THE BLOG

Red Tape Continues Strangling the Economy

07/01/2015 14:22 GMT | Updated 09/03/2015 09:59 GMT

December saw George Osborne's final Autumn Statement before the 2015 General Election and it was used as a platform to showcase exactly how the Conservative Party would serve the country if successful in May.

Businesses will be pleased to see the Small Business Rate Relief being doubled for another year, while the £45 million investment supporting exports to Africa, South America and Asia will aid small businesses targeting growth beyond the UK.

It wasn't all positive though, despite 2014 being a record breaking year for start-ups, (a rise of more than 110 per cent) companies are left navigating the minefield that is red tape. This may be the first government in modern history to reduce domestic regulations for businesses, but much more still needs to be done.

The accountants' view

Research carried out at the last IRIS World roadshow revealed 67 per cent of financial professionals believe red tape is still restricting economic growth. When you consider a staggering 1,139 new laws have been imposed by the EU in the past year, it's hard to argue with them.

Small businesses should be at the heart of economic growth, yet the government continues to impose restrictions and regulations, hindering growth opportunities in the process. With small workforces come difficulties when legislation changes - many have seen businesses take swathes of additional time to manually amend areas such as accounts to keep up with the latest regulations.

Red tape doesn't affect me, does it?

There will of course be people reading this who believe excessive regulations don't affect them. In reality, it has the potential to impact us all.

For example, the latest figures show 1.96 million people in the UK are unemployed. If red tape hinders or prevents business growth, new employment opportunities will begin to dry up as companies invest in compliance rather than increasing their workforce. In turn, employment figures will begin increasing again and before we know it we're faced with another economic downturn.

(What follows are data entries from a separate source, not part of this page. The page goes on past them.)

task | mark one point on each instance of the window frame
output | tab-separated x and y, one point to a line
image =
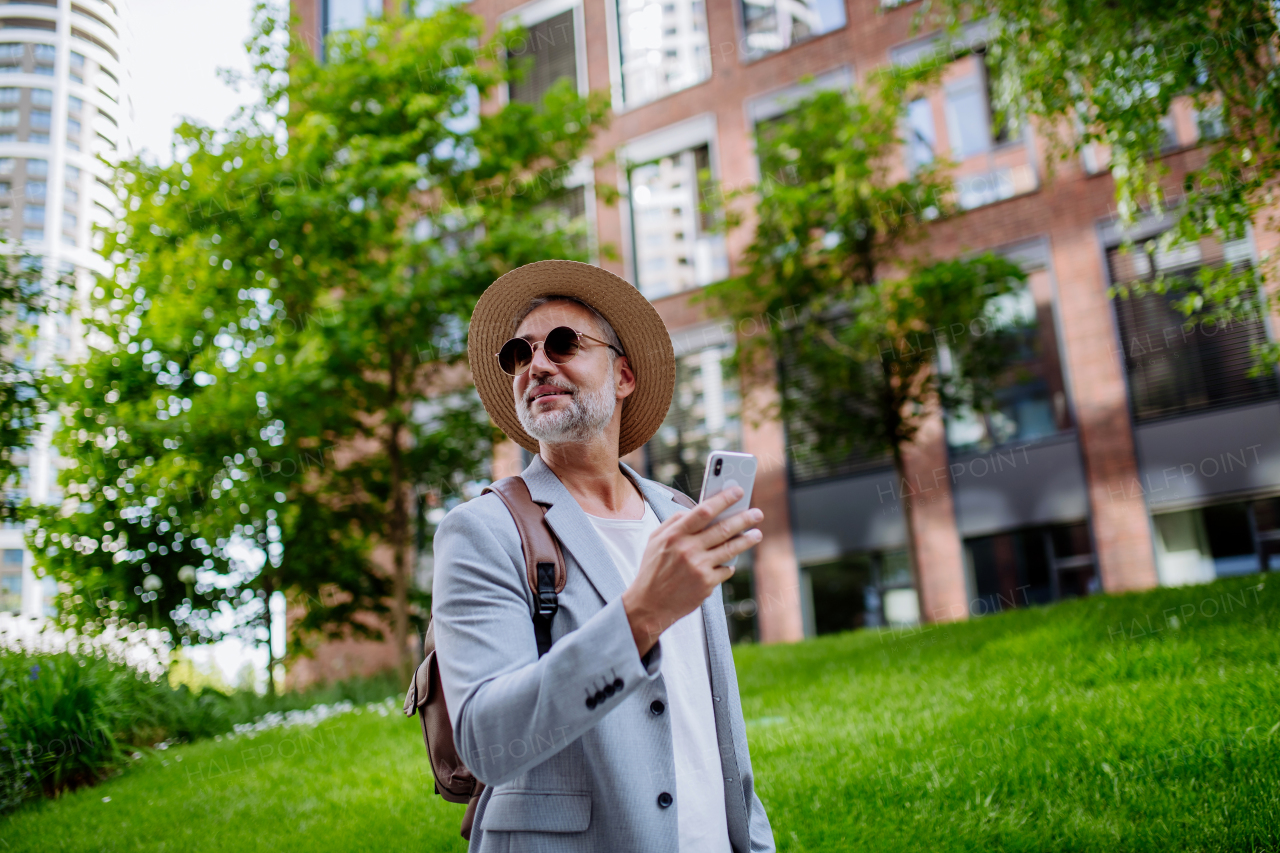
613	31
667	141
748	58
780	101
1110	236
535	13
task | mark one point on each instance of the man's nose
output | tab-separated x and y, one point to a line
542	365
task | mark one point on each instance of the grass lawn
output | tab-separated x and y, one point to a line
1137	723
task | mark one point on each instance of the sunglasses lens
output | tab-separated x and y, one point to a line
515	356
561	343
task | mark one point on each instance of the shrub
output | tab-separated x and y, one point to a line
71	719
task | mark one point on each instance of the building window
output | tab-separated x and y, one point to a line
663	48
1219	541
548	54
10	582
858	591
922	140
1031	400
990	165
348	14
776	24
704	416
968	115
1175	366
1032	566
675	247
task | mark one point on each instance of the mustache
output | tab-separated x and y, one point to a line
562	386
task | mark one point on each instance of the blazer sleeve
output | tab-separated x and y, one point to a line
511	710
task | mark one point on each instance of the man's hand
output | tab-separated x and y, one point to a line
684	562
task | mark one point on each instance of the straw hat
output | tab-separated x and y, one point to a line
643	333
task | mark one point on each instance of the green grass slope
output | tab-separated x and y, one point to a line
1136	723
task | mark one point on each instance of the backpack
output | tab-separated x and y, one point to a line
544	570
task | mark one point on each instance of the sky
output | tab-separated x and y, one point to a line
178	46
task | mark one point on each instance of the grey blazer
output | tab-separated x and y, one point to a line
562	776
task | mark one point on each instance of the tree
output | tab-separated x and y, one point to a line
24	299
833	222
1107	73
278	364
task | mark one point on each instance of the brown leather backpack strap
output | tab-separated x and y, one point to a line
544	564
680	497
535	537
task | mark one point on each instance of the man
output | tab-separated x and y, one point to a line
627	735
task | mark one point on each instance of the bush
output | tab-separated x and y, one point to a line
71	719
67	720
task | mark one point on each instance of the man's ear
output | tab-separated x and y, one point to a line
624	377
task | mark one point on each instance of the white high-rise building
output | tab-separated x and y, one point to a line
63	104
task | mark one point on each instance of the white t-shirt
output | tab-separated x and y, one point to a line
699	779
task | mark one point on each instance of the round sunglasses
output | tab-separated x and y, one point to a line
561	345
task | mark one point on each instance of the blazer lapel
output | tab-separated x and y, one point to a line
575	530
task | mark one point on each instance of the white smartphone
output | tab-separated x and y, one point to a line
726	469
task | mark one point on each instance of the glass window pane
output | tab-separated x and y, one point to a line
350	14
672	246
10	592
703	416
922	140
775	24
967	119
547	54
663	48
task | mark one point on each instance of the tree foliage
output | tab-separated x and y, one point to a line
1109	73
275	382
835	220
26	296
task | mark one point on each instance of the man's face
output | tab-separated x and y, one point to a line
575	401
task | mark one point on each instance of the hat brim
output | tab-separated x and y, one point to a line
643	333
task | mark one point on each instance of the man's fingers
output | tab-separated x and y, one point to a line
728	528
696	519
737	544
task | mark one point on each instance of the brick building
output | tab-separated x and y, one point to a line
1132	452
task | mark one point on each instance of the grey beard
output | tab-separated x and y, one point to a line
585	418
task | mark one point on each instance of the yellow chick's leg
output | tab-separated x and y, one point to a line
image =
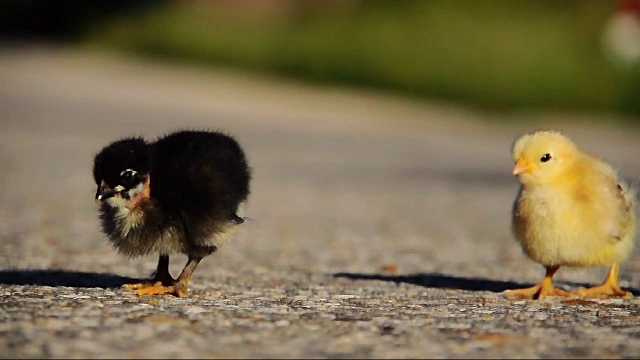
543	289
161	277
179	287
609	287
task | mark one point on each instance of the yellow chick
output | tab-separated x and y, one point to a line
571	210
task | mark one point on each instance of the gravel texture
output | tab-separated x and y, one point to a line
379	227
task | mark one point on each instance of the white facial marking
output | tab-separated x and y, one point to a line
133	172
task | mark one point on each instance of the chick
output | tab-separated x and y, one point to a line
571	210
180	194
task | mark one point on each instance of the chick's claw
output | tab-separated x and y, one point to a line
538	292
159	289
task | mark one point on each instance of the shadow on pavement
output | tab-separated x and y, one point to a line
440	281
63	278
443	281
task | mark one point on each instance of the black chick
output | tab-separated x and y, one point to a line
180	194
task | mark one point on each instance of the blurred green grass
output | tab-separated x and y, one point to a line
496	54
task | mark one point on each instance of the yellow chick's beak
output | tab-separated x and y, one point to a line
522	166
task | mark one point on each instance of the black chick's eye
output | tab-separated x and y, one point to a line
128	175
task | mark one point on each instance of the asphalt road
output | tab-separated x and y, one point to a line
380	227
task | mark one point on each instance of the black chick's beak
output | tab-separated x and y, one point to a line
104	192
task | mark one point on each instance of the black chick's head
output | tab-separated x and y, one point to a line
121	166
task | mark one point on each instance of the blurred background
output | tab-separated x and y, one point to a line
570	56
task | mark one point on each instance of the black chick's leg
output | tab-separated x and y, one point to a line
180	287
161	276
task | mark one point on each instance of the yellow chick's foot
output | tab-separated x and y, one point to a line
177	287
158	289
610	287
540	291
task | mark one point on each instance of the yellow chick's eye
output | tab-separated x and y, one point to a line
545	157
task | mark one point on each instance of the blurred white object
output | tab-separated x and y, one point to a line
621	37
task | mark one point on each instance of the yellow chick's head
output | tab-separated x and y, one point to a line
542	157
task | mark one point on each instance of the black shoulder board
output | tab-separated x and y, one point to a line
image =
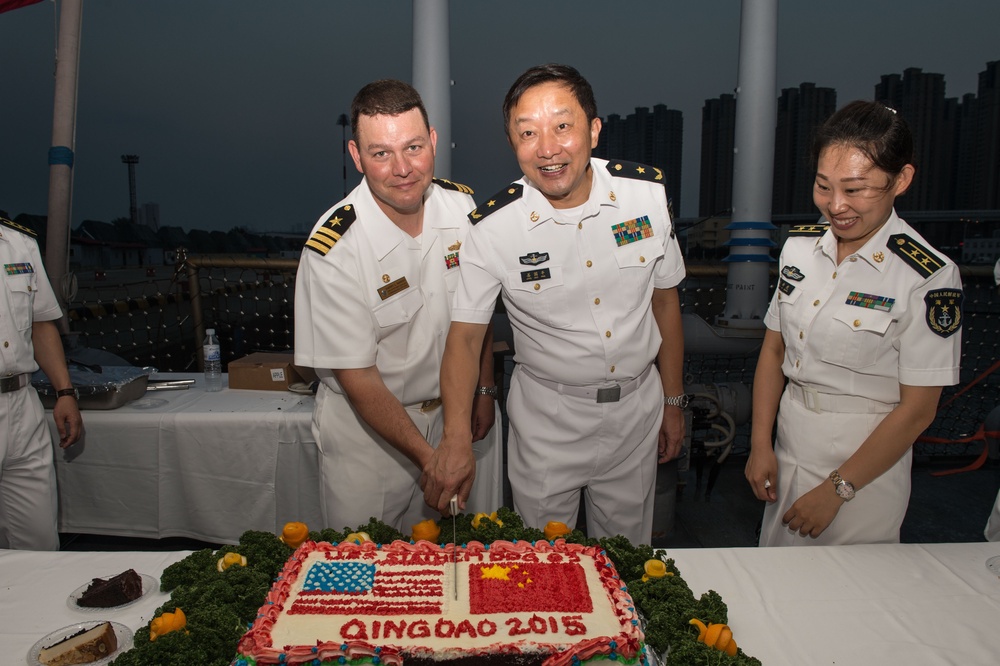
327	235
11	224
510	193
915	255
635	170
458	187
808	230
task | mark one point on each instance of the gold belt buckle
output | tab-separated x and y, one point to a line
430	405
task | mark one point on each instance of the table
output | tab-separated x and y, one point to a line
856	605
206	466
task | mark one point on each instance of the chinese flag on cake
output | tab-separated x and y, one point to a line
533	586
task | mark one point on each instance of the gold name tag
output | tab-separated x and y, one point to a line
393	288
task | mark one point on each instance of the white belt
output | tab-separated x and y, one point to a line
818	402
612	393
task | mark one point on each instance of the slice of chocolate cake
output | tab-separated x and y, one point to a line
115	591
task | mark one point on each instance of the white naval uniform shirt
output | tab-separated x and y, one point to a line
578	298
27	297
869	324
343	321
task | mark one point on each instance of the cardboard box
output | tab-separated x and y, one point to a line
268	372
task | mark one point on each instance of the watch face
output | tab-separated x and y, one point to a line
845	490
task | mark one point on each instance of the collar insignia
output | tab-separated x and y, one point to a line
792	273
534	258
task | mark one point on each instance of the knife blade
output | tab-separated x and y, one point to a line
454	546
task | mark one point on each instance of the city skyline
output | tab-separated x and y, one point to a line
239	129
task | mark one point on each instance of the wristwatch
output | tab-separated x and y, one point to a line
844	488
681	400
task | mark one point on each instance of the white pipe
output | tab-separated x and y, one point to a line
61	154
432	73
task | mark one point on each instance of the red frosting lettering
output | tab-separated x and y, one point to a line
515	627
444	628
465	627
574	625
392	627
487	627
355	629
418	629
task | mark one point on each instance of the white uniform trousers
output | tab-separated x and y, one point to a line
561	445
28	500
361	475
809	446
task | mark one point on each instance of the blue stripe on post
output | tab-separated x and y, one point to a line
60	155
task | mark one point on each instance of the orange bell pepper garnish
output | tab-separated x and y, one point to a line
554	529
294	534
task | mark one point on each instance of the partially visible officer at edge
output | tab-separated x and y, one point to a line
29	339
584	254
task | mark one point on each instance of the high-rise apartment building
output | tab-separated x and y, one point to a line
718	131
652	137
800	112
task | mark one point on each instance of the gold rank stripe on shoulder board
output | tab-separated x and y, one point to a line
915	255
505	196
449	185
327	235
11	224
808	230
637	171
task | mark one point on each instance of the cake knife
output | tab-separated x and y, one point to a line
454	546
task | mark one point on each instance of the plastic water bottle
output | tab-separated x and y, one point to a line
213	361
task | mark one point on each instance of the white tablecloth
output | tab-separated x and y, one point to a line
204	465
844	605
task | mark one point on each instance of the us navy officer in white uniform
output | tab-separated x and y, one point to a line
584	254
29	338
372	307
865	325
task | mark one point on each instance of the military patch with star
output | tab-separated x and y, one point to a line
330	232
505	196
944	311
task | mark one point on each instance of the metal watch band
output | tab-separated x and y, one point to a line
681	400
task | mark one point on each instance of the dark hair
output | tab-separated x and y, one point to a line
386	97
879	132
562	74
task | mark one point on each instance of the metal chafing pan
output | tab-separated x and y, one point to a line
107	387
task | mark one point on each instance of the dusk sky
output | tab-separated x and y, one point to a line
232	105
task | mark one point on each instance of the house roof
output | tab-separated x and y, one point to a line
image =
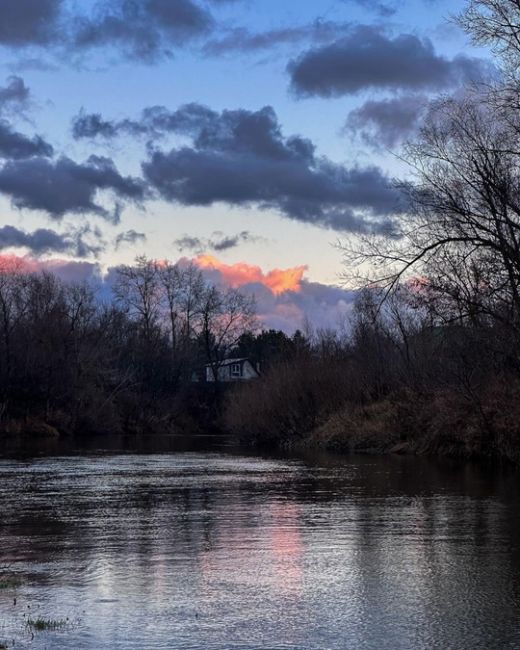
228	362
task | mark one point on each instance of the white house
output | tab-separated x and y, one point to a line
233	370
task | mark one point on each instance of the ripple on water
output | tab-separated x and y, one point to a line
214	551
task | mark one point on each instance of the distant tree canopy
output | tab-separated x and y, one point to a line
66	356
458	242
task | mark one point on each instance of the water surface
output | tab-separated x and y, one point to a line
218	550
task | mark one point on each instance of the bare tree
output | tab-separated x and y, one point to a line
225	316
137	289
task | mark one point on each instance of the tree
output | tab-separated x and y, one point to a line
225	316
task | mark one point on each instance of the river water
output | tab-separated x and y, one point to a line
223	549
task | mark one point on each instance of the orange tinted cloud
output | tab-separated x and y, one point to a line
236	275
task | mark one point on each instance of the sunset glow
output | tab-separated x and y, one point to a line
278	281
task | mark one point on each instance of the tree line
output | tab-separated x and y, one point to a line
81	364
432	359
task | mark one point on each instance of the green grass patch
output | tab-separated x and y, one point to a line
9	583
41	624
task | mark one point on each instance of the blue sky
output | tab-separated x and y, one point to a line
326	69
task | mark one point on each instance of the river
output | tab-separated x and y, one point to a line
222	549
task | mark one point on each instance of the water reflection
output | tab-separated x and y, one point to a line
225	550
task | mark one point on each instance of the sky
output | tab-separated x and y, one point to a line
248	135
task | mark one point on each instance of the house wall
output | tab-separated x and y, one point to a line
224	373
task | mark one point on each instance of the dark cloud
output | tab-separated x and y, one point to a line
29	22
242	158
242	39
15	145
143	29
129	237
370	59
64	186
190	119
384	9
218	242
387	122
15	92
43	241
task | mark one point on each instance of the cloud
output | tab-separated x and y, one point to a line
238	275
387	122
67	270
369	59
384	9
29	22
284	298
145	30
129	237
43	240
64	186
15	145
218	242
242	39
15	92
242	158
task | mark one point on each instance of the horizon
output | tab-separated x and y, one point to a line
189	130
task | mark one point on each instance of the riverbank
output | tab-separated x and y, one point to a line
439	426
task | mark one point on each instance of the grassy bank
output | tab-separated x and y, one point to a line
318	407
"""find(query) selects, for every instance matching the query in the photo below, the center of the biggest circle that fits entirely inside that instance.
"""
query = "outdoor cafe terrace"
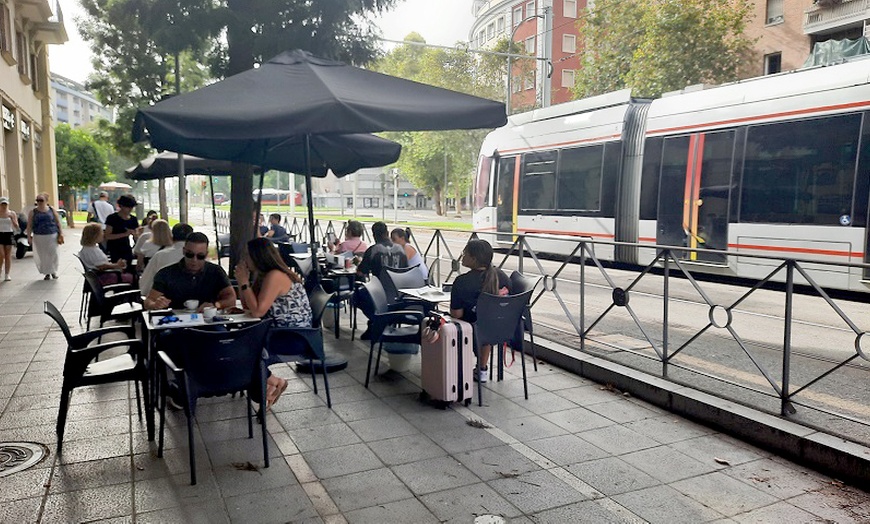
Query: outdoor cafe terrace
(575, 451)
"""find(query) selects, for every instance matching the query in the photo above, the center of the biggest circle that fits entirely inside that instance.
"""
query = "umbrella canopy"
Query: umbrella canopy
(342, 154)
(297, 94)
(108, 186)
(298, 97)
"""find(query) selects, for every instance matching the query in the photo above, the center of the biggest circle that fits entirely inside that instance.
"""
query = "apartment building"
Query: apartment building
(74, 104)
(548, 30)
(27, 149)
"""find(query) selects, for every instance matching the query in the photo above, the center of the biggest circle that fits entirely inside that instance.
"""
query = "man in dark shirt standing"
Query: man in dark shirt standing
(192, 278)
(276, 231)
(383, 253)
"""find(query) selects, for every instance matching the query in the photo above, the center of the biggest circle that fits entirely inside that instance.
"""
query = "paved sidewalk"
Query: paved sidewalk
(576, 451)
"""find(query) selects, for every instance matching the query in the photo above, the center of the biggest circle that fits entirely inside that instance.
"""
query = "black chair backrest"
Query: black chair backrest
(371, 298)
(217, 362)
(305, 342)
(521, 283)
(404, 279)
(498, 316)
(49, 309)
(319, 299)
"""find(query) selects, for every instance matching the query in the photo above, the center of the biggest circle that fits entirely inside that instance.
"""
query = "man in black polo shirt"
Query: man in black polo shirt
(383, 253)
(192, 278)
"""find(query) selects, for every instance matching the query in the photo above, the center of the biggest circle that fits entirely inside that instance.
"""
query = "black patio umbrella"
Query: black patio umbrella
(296, 96)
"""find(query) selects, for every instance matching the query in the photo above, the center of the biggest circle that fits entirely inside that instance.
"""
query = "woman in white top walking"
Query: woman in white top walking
(8, 225)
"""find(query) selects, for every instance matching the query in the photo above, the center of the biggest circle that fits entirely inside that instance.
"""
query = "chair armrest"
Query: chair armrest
(167, 361)
(83, 339)
(313, 338)
(404, 316)
(78, 359)
(115, 288)
(124, 297)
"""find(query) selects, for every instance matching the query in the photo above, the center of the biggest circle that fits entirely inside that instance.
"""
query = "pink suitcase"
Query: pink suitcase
(448, 363)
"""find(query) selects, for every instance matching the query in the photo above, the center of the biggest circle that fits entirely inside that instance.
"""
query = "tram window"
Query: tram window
(611, 171)
(579, 180)
(649, 182)
(481, 186)
(539, 181)
(800, 172)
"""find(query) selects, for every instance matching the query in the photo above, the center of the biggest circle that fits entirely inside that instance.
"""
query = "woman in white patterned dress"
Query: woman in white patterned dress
(270, 289)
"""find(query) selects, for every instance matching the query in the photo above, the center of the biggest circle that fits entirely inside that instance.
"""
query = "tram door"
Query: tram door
(505, 210)
(695, 193)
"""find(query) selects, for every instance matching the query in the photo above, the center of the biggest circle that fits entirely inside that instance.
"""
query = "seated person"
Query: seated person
(382, 254)
(165, 257)
(400, 236)
(94, 258)
(269, 289)
(192, 278)
(483, 277)
(159, 238)
(353, 242)
(276, 231)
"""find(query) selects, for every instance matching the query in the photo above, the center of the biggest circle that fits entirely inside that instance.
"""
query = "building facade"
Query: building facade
(548, 30)
(75, 105)
(27, 149)
(374, 189)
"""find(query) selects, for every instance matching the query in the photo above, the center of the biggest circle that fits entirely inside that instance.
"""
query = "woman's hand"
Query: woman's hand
(243, 273)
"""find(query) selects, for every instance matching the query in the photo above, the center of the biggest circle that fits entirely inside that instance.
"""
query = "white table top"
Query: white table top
(427, 293)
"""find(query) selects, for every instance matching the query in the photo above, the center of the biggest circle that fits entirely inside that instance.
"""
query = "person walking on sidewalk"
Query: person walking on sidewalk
(8, 225)
(120, 227)
(44, 234)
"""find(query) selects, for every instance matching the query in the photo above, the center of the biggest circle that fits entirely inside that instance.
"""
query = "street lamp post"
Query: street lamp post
(545, 16)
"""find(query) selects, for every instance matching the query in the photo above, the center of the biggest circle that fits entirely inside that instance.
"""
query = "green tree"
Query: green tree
(654, 46)
(134, 41)
(81, 162)
(442, 162)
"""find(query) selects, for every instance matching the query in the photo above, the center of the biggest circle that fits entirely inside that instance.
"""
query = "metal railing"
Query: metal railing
(586, 303)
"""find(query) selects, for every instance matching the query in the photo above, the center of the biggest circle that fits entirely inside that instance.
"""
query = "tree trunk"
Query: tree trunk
(161, 197)
(240, 43)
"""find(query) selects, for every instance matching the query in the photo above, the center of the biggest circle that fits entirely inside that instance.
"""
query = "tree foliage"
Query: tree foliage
(81, 161)
(654, 46)
(438, 160)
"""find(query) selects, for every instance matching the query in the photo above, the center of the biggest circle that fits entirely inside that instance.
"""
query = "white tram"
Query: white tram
(777, 165)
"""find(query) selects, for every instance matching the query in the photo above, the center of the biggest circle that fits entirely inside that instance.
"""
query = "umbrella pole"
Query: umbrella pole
(214, 218)
(308, 193)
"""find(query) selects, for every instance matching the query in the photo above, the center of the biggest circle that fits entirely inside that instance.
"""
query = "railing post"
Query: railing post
(665, 300)
(521, 254)
(582, 296)
(438, 254)
(786, 342)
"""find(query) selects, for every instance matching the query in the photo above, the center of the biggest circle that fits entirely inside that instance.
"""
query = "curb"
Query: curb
(840, 458)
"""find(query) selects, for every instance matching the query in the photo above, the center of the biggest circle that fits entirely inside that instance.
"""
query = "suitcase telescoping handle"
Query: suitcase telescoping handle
(460, 385)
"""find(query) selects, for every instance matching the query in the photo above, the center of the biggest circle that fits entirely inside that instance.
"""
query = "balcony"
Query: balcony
(841, 15)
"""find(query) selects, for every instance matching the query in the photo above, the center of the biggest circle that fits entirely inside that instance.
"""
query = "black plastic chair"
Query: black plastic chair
(499, 319)
(120, 302)
(213, 363)
(80, 368)
(291, 344)
(520, 284)
(402, 326)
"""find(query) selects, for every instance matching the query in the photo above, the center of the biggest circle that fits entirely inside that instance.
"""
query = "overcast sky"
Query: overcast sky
(441, 22)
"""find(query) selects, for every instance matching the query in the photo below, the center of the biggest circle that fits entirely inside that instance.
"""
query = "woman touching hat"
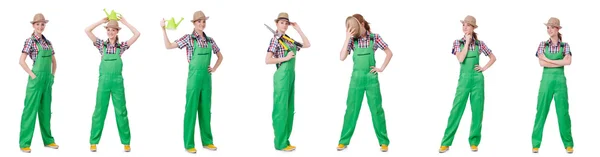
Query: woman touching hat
(110, 82)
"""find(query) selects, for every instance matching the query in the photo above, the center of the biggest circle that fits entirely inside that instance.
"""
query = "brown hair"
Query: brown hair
(559, 36)
(362, 20)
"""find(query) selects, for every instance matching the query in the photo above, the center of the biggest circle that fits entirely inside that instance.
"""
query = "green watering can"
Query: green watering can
(170, 24)
(113, 15)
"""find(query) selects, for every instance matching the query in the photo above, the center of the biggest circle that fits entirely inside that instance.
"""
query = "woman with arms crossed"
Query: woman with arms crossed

At the other end of the spectrum, entrepreneurs who drive the UK's economic machine could in fact be put off investing in their new business idea. If anything could stop the next Lord Sugar from starting out on their own, it's the continuous stream of regulatory and legislative changes imposed by the Coalition Government. People often don't appreciate the value of successful entrepreneurs, despite the direct correlation between the amount of successful small businesses and economic growth. The more money brought into the country by start-ups, the quicker the economy will grow.

The time has come for action. The £10 billion government has saved businesses over the past four years is a great start but if it doesn't do more to cut red tape for British SMEs, it's only a matter of time before we dip straight back into recession.